Thursday, March 19, 2015

Travel Handmade for Little Girls - Vintage Dottie and Butterick Dufflebag

[sew] tired.

But its a satisfied kind of tired that comes from staying up late to sew.

This is the Swoon Patterns Dottie Vintage Handbag. Except my daughter saw it over my shoulder when I was surfing Pinterest, and knew it was meant to be a dolly suitcase. And she begged a little.

She picked the fabric from the stash and I away I went. The pattern has a lot of prep work but once you start sewing it goes fast. I pre-quilted the exterior quilting cotton and backed it with denim to give the bag extra structure (in addition to the lining. You can't see the denim, its just a backing on the quilting on the inside). The pattern calls for craft foam for stability, but I didn't bother since I used the quilted fabric/denim combo. Much easier I think than fiddling with craft foam/gluing it along the edges, etc.

I love love love the method for zipper installation in this pattern because the end result is so professional. Its a little different than I'm used to, because the bag uses a drop-in lining. To get a feel for what I'm talking about, Swoon patterns has a tutorial for a drop-in lining that also shows their method of zipper installation. Check out the tutorial right here.  

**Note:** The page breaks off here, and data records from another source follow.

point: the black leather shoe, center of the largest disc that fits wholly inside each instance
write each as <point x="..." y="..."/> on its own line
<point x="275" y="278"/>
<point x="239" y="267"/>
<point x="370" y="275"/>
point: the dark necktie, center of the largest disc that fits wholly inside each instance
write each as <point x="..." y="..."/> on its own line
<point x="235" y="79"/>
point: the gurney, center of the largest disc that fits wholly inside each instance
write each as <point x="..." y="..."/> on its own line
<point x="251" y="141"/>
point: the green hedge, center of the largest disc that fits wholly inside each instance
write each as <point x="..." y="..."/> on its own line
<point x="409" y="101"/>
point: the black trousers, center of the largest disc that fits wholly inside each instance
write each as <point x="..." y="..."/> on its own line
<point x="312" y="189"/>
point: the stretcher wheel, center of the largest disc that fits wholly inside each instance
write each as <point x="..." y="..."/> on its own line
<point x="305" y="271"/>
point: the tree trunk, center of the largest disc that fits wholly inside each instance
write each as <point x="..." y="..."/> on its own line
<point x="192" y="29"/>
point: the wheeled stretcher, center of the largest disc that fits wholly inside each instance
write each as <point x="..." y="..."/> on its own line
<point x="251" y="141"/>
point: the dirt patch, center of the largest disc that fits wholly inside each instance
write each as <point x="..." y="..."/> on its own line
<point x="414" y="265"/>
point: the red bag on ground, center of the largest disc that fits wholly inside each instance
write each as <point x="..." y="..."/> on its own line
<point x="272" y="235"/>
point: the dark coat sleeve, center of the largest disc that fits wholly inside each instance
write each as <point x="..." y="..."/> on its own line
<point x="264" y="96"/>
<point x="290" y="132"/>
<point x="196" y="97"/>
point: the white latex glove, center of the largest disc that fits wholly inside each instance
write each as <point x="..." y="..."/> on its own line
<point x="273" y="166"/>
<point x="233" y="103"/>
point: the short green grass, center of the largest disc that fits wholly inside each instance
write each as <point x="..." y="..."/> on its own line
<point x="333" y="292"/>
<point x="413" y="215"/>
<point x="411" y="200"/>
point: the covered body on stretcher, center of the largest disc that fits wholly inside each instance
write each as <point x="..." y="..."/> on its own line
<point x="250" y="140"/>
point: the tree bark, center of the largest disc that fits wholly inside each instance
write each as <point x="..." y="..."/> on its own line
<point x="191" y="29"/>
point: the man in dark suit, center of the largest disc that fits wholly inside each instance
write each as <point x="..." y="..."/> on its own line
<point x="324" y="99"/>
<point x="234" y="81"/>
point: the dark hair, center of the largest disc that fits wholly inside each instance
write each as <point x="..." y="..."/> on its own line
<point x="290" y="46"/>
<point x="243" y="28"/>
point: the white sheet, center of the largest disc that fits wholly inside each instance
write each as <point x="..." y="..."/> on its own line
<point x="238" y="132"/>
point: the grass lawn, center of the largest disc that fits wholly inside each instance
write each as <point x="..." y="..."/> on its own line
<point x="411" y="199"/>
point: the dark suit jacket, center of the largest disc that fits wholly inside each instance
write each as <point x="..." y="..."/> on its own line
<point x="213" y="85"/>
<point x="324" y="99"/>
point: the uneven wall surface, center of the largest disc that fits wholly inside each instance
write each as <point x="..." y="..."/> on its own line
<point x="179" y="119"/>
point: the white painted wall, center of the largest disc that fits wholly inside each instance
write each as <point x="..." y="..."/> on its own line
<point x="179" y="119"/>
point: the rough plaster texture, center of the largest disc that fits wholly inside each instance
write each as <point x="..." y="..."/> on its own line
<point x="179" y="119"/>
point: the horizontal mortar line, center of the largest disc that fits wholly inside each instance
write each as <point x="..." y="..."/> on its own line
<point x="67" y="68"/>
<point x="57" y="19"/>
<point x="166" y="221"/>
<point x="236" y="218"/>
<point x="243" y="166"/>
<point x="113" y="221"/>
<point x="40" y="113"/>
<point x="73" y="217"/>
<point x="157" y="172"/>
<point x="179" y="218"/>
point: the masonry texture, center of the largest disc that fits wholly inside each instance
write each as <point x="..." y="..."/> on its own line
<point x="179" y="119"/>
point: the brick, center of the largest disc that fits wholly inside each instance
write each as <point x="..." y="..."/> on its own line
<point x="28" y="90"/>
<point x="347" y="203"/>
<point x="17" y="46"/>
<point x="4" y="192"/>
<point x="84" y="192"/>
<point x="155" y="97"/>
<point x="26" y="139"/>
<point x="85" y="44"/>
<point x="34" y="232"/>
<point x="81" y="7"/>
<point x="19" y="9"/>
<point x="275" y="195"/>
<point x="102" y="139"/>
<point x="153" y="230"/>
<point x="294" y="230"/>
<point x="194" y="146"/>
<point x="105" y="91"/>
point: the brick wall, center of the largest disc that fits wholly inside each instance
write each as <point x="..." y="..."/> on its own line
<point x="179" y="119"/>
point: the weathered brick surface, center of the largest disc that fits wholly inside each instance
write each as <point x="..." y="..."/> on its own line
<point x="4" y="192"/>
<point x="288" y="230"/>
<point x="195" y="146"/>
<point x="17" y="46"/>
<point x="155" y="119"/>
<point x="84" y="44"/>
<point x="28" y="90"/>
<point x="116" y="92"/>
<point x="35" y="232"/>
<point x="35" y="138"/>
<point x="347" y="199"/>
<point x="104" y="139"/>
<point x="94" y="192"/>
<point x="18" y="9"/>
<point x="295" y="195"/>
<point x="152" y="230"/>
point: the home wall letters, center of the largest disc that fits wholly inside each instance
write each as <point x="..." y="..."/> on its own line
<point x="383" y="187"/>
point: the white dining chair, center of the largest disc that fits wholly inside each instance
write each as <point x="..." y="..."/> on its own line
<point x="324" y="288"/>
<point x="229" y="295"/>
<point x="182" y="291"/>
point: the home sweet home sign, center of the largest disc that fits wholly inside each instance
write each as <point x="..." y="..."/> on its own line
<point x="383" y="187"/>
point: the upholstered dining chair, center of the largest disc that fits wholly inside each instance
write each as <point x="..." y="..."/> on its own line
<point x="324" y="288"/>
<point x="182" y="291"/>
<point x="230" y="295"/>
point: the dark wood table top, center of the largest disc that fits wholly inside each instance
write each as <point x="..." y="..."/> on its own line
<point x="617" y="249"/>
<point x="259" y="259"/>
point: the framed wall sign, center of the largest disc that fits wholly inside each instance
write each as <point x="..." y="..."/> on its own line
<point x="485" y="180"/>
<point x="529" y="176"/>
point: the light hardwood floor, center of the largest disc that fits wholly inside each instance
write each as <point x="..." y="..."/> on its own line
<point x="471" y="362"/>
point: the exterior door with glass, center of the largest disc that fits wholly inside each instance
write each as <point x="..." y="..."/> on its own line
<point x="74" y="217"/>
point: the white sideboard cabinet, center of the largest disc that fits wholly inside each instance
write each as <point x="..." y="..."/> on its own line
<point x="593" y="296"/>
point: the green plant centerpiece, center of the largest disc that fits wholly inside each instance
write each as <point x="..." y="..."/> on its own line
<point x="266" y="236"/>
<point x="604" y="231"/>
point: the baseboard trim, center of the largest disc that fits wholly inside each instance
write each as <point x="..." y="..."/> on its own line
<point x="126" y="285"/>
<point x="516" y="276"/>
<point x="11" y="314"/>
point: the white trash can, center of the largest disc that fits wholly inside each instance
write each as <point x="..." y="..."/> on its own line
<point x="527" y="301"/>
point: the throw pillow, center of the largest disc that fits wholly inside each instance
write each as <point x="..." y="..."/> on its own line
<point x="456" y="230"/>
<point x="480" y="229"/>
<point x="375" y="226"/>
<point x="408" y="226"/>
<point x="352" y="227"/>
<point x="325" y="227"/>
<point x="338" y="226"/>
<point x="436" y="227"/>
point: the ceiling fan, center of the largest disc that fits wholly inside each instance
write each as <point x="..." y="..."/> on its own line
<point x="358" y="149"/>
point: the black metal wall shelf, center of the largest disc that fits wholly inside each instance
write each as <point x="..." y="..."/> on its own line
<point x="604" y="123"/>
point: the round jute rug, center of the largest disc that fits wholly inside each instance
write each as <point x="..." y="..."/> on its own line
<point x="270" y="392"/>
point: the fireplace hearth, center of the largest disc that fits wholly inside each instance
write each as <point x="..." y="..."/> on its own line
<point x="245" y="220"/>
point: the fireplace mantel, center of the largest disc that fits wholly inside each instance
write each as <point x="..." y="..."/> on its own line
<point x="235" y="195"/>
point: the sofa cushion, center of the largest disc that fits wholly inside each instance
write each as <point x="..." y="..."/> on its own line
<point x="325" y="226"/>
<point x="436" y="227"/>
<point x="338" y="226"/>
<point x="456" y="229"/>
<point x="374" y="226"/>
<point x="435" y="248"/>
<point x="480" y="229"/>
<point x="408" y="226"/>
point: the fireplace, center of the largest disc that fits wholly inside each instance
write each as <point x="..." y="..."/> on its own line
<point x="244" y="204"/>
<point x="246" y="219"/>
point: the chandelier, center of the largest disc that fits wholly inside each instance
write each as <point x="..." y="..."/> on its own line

The pattern calls for piping, which I think makes the bag. Swoon Patterns has a tutorial for making piping on their website. I found in my stash, a Nancy Zieman product that is a fusible cording to make piping - you wrap your bias strip around it and just iron in place - instant piping. Normally to make piping, you buy cording and sew the bias strips around the cording to enclose it. I love this fusible option, its speedy. Or buy pre-made piping, even speedier.

Alexa is so happy with the little travel bag. It packs in a lot of doll clothes and seems to be the perfect size. 

In other little girl news, the duffle bag:

A couple years ago, I made a dufflebag for Alexa from a Butterick 5581 pattern. I purchased fabric to make one for each of the little girls. With our trip south coming up fast, Maria was asking for her duffle bag in time to travel. 

As with Alexa's duffle bag, I pre-quilted the canvas exterior with cross-hatching but this time used a cotton drill as a backing (again, this is in addition to a lining).  I did not quilt the side panels, but used interfacing with Pellon to give it some stiffness.  I also loosely quilted the lining fabric but didn't use a backing on it - just the lining fabric and batting underneath. This has given the bag a really nice structure.

This pattern calls for a drop-in lining that is hand sewn to the zipper - but feel free to go ahead and machine-sew it down along the zipper topstitching. The lining also didn't fit very well into both the duffles I made, so I'm not sure if its human error (probably!) or just poor pattern drafting??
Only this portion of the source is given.